Beowulf clusters provide a cheap way to get supercomputer performance without having to pay supercomputer prices. Because communication between different nodes typically is slower than with more specialized designs, Beowulf systems aren't good for all types of computing tasks.
While very common at labs and universities, Beowulf machines are attracting the attention of major companies such as Dell, Compaq and IBM and specialized firms such as High Performance Technologies and Atipa.
Both Atipa and HPTI use Compaq's Alpha chip. While performance remains higher with Alpha, Alphas cost much more than Athlons. Compaq hopes Beowulf computers will boost sales of its Alpha chips.
KLAT2 offers good bang for the buck, Dietz said. The machine cost $41,000, not including labor. It can perform 64 billion calculations per second. That makes it faster than a machine ranked as the 150th fastest supercomputer on the top 500 rankings.
To get the machine to work, though, the University of Kentucky researchers had to take advantage of a number of tricks.
First was the use of 3DNow, which actually handles numbers more like the Alpha chip. Using 3DNow is hard, though, because it's not something that ordinary programming tools know how to exploit. The software has to be written in a somewhat unusual programming language before it can use the 3DNow capabilities, Dietz said.
Second was the extension of the "lots of cheap parts" Beowulf philosophy to the network infrastructure that ties the nodes together. Usually very few fast, expensive switches are used to connect the nodes, but the University of Kentucky used a collection of nine cheaper switches.
The key to this approach was figuring out how to wire together 64 computers with four network cards each through nine 31-port switches such that any pair of computers was as close as possible--a mathematical tangle the researchers had to use another of the university's computers to solve, Dietz said.
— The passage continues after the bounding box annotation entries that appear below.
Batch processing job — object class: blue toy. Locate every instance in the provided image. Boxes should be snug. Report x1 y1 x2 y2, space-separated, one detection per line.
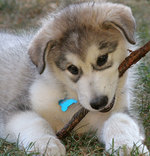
58 99 78 112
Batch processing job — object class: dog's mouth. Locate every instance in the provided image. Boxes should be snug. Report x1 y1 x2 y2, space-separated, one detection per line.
99 96 115 113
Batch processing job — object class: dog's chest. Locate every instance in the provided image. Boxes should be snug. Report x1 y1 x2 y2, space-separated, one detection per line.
30 80 80 131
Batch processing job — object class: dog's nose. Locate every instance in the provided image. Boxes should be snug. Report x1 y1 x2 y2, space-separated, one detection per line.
90 96 108 110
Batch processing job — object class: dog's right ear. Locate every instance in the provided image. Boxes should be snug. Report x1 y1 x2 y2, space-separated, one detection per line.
28 38 56 74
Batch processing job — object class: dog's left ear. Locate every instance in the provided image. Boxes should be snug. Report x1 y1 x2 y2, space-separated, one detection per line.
103 5 136 44
28 39 56 74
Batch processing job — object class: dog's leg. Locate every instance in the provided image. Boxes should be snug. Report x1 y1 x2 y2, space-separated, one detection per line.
99 113 149 156
6 112 65 156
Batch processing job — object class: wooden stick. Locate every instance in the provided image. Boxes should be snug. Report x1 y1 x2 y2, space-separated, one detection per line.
56 41 150 139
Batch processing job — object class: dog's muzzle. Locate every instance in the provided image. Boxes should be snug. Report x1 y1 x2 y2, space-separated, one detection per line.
99 96 115 113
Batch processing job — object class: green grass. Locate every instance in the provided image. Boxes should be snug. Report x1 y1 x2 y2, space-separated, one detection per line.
0 0 150 156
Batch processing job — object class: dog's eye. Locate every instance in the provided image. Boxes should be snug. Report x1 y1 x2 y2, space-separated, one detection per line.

While 3DNow chips work well, one disadvantage is that only one processor can be used in a node. Intel chips can be used in two-processor or four-processor configurations, a design that can circumvent the sometimes laggardly communications between nodes on a Beowulf system.
Multiprocessor AMD machines will arrive eventually, Dietz said. "They'll be coming, but AMD has been slow with the chipset on that," he said.